Dialog zur Aufarbeitung der gemeinsamen Vergangenheit

Weiterhin informierte sich von Holtz über die namibische Sicht auf den Dialog über einen gemeinsamen Umgang mit der schmerzvollen Geschichte der Kolonialzeit. Er führte dazu Gespräche mit dem namibischen Sonderbeauftragten Dr. Zed Ngavirue, Vertretern verschiedener Herero- und Nama-Verbände und Traditional Authorities sowie deutschsprachigen Namibierinnen und Namibiern. In Okakarara verschaffte er sich im Gespräch mit dem Town Council einen Einblick über die Lebensbedingungen vor Ort und besuchte auch die von deutschen Spendern unterstützte Kinder- und Jugendeinrichtung „Steps for Children“. Die Sichtweisen junger Menschen zum Thema rundeten den gewonnenen Eindruck ab, als von Holtz in der Namibia-Wissenschaftlichen-Gesellschaft mit Jugendlichen aus allen Bevölkerungsgruppen zusammentraf.

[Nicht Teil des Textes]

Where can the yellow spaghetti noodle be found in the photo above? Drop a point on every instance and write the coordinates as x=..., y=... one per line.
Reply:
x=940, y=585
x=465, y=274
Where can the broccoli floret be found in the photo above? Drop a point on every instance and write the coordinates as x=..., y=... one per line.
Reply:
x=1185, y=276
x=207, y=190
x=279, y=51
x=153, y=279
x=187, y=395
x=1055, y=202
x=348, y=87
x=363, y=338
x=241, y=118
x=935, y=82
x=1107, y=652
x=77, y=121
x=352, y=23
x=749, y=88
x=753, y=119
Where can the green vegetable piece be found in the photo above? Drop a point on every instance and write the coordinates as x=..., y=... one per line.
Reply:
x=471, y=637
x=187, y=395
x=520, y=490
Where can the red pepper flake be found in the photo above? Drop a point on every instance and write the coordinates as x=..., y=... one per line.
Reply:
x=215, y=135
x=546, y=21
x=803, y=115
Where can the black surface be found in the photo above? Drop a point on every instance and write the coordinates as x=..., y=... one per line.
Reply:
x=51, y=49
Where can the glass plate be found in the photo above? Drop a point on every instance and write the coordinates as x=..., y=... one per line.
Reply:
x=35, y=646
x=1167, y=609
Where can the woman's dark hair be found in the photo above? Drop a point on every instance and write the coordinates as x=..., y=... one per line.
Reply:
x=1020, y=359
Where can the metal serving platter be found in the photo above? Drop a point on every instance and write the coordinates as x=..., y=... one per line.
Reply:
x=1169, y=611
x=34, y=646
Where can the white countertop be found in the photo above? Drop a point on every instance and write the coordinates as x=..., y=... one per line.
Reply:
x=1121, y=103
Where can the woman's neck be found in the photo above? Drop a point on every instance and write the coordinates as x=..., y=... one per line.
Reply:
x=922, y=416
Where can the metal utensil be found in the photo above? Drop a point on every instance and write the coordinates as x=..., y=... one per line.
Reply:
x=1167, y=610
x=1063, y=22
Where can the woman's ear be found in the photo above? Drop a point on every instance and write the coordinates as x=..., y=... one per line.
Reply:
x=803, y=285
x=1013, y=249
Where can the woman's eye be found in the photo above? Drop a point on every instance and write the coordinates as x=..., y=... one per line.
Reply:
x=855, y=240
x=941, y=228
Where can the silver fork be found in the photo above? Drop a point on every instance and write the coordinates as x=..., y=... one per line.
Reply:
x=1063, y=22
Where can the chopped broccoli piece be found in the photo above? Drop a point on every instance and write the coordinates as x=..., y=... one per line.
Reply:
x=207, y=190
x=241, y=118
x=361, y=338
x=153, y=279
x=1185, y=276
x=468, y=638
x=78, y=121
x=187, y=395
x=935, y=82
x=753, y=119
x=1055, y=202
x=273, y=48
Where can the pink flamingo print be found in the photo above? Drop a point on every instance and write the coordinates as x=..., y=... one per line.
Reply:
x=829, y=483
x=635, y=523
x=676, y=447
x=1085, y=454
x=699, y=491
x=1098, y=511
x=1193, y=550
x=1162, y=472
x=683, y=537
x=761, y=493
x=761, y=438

Vertiefung der Parlamentszusammenarbeit

Mit Parlamentspräsident Prof. Peter Katjavivi tauschte sich von Holtz über die Rolle der Parlamente bei Schritten zur Versöhnung zwischen Deutschen und Namibiern aus. Mit einer Delegation des namibischen Parlaments wird Prof. Katjavivi auf Einladung des Bundestags kommende Woche nach Deutschland reisen, um über eine engere Zusammenarbeit zwischen den beiden Parlamenten und ihren Verwaltungen zu sprechen.

Als Vorsitzender des parlamentarischen Unterausschusses Zivile Krisenprävention, Konfliktbearbeitung und vernetztes Handeln richtete von Holtz sein Interesse außerdem auf zivilgesellschaftliche Akteure in Namibia. So besichtigte er die „Basketball Artist School“ und sprach mit Vertretern des Institute for Public Policy Research und des Legal Assistance Center sowie dem Leiter des Goethe-Instituts Namibia, Daniel Stoevesandt.